Question: I agree completely w/ moving funds into cash, as your latest newsletter recommends. I noticed the hyperlink for cash, and following it, see that “cash” means a money market fund w/ a 2% assumed return. Where are you banking? The money market funds are all returning the federal funds rate right now, about 0.1%.
I also see in your list that your don’t have a tbills fund in there. I’d recommend running ishares’ SHV [iShares Barclays Short Treasury Bond Fund] through your algorithm, possibly as an alternative to cash.
Response:
MMF, not “cash”. I should clarify it in the newsletters that “cash” means “money market fund”. Thanks for pointing that out.
Assuming a 2% return. As you know, in November, I modified the ETF newsletter to make its performance verifiable by a company called TimerTrac. For the newsletter to be verifiable, the recommendations I give have to be consistent with the choices that they allow. They give me four choices as to what “money market fund” means. Of the four, I think only two make sense for the newsletter: cash with no interest or MMF with a 2% assumed return. I am going with the latter.
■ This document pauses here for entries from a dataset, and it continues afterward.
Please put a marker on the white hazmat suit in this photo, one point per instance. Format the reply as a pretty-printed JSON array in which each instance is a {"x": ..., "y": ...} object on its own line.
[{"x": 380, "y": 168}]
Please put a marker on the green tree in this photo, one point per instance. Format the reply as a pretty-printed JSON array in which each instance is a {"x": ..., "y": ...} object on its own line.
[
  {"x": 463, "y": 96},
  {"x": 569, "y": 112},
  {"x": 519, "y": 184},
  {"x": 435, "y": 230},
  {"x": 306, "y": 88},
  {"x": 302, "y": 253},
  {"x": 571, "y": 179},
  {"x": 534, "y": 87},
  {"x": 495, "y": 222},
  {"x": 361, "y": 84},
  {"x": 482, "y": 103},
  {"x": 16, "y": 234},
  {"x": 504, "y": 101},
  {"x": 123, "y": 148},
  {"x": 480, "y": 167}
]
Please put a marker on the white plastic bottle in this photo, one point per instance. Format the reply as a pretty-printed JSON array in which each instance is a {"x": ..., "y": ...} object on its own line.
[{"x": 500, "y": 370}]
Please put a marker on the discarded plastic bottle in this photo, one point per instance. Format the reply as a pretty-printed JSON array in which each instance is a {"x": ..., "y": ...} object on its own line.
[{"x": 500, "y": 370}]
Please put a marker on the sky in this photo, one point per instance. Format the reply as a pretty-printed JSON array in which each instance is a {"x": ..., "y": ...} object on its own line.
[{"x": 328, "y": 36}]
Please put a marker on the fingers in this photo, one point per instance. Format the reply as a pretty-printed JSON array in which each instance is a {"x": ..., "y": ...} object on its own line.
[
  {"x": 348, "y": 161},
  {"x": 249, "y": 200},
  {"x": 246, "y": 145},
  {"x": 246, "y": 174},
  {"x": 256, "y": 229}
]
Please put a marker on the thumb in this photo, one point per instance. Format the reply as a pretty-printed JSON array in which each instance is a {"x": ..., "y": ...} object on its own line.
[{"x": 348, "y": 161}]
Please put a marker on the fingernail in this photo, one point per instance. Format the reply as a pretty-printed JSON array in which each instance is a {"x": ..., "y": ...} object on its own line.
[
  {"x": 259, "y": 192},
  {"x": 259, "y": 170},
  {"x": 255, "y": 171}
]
Interest rates vary depending on economic conditions. Sometimes, like now, they are well below 2%. Other times, they are well above 2%. For example, consider the historical performance of Vanguard Prime Money Market Fund (VMMXX). Over the past 5 years, its annualized return has been over 3%; since its inception in 1975, its annualized return is over 6%. Because of this, I think that over the long-term, 2% return is a more accurate representation of money market rates than 0%, and that’s what I’m going with.
As for current rates, according to Bankrate, you can get a savings account with as high as 1.70% APY. Though, of course, it’s tricky to send your money back and forth between a bank and a broker.
SHV. That I only have two bond ETF’s in my list is also due to the limited choices offered by TimerTrac. In addition, it makes things easier to have one fund in the list that is completely risk free. SHV is not risk free as it can and does decline in value.